According to Cloudflare, the attempted hack was likely part of the same SMS phishing scheme that breached Twilio, which the company publiclydisclosed(Opens in a new window)on Monday.
“Around the same time as Twilio was attacked, we saw an attack with very similar characteristics also targeting Cloudflare’s employees,” Cloudflare wrote in ablog post(Opens in a new window)on Tuesday. "This was a sophisticated attack targeting employees and systems in such a way that we believe most organizations would be likely to be breached."
Both Twilio and Cloudflare are now warning that the SMS phishing scheme is targeting staffers at multiple companies. The attack arrives via SMS messages that pretend to come from the employer itself. In Cloudflare’s case, the hackers duped three employees into typing their company passwords into a fake login form.
But even so, the attackers failed to breach Cloudflare because of thosesecurity keys. Unlike two-factor authentication codes, which can be shared online, a hardware key is a physical device.
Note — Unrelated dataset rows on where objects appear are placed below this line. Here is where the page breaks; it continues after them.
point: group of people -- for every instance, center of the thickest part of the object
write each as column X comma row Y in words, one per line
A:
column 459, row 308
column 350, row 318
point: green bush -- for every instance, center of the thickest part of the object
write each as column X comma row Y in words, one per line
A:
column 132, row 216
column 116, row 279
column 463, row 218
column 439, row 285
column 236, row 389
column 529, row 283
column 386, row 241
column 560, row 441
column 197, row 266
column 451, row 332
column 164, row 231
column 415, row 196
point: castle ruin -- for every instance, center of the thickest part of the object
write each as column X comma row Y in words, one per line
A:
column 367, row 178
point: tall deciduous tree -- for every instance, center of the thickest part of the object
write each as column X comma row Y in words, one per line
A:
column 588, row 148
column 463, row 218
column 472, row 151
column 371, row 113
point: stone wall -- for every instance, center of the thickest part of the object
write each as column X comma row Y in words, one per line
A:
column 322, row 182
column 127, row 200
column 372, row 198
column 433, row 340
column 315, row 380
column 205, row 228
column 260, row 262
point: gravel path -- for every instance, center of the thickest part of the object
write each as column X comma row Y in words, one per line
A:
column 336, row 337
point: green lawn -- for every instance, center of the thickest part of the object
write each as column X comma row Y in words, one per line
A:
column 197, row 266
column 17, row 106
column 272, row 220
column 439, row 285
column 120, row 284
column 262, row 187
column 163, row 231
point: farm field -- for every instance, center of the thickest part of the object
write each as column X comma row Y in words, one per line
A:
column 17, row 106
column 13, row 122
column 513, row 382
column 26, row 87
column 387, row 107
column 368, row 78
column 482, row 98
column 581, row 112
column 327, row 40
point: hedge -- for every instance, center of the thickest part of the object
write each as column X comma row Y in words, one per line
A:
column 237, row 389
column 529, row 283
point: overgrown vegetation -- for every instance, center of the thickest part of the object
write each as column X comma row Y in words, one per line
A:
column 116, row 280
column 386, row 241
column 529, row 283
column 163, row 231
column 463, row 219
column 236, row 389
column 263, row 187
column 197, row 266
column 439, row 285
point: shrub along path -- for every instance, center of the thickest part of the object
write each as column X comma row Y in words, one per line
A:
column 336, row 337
It's often designed to slot into a PC's USB drive, and adds an extra step in the login process, which can't be digitally phished.
In Cloudflare's case, this meant the hackers couldn't break in, unless they could physically steal a security key from one of the phished employees. “While the attacker attempted to log in to our systems with the compromised username and password credentials, they could not get past the hard key requirement,” Cloudflare says.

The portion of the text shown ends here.